Proyek peningkatan badan jalan meliputi panjang 1.650 meter, lebar 3,5 meter, dan ketebalan 15 sentimeter. Sampai hari ke-25 TMMD, panjang yang ditangani mencapai 1.567,5 meter atau 95 persen, sehingga masih tersisa 82,5 meter untuk mencapai sasaran fisik penuh.
Perbaikan ini mengubah kondisi akses bagi masyarakat Tamban Bangun. Jalur yang semula menantang kini mulai layak untuk lalu lintas menuju permukiman dan lahan pertanian, memudahkan pengangkutan hasil kebun dan aktivitas kendaraan sehari-hari.
Dan SSK TMMD Ke-129 Kodim 1005/Barito Kuala, Kapten Cke (K) Hannah, menegaskan fokus pada penyelesaian bagian yang tersisa dan pemadatan merata material yang sudah digelar. “Kami tidak hanya mengejar angka persentase. Bagian jalan yang sudah dikerjakan harus dipastikan padat dan siap digunakan masyarakat,” ujarnya.
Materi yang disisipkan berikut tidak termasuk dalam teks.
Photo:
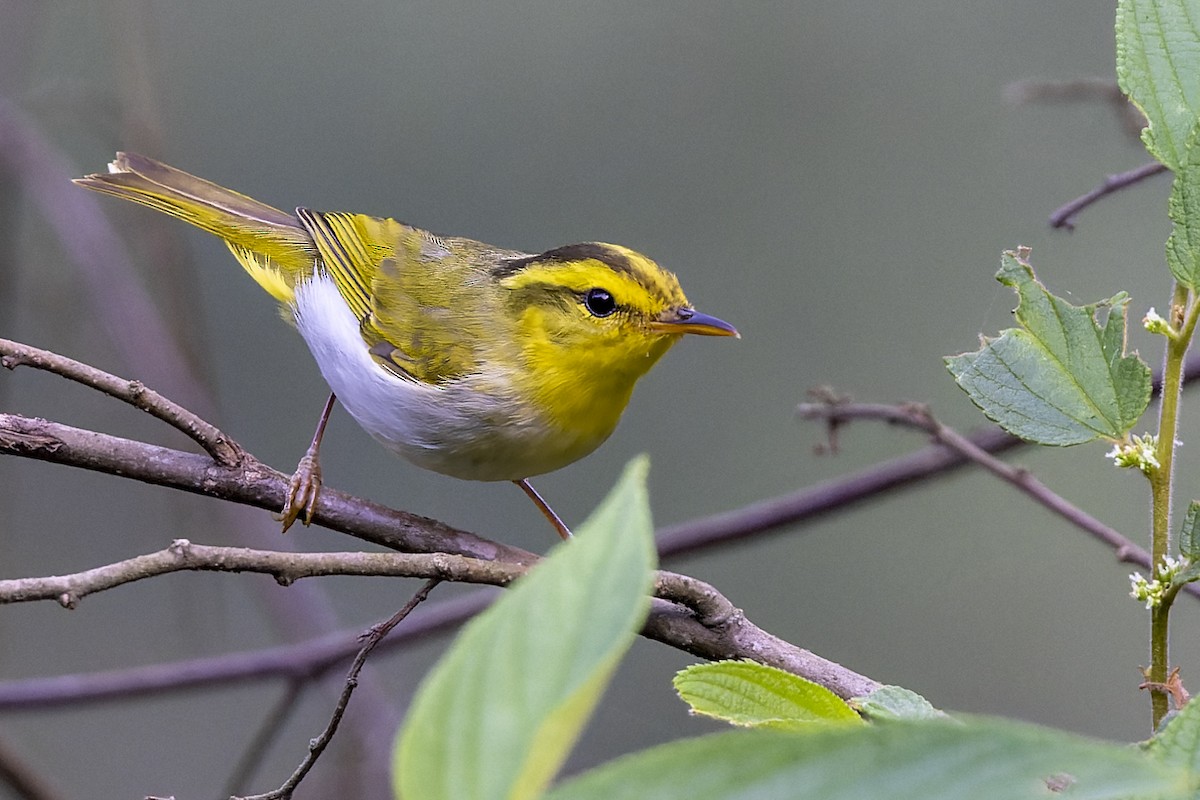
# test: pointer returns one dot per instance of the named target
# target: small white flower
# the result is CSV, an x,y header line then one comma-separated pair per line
x,y
1137,451
1156,324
Material diturunkan dari kendaraan, diratakan manual, dibasahi, kemudian dilintasi alat pemadat sehingga penyelesaian berlangsung bertahap mengikuti kondisi tiap bagian. Pada Minggu, 9 Agustus 2026, capaian peningkatan badan jalan tercatat 95 persen, menyisakan bagian kecil yang krusial agar akses di Desa Tamban Bangun tersambung dan memberi manfaat jangka panjang bagi warga.(1005).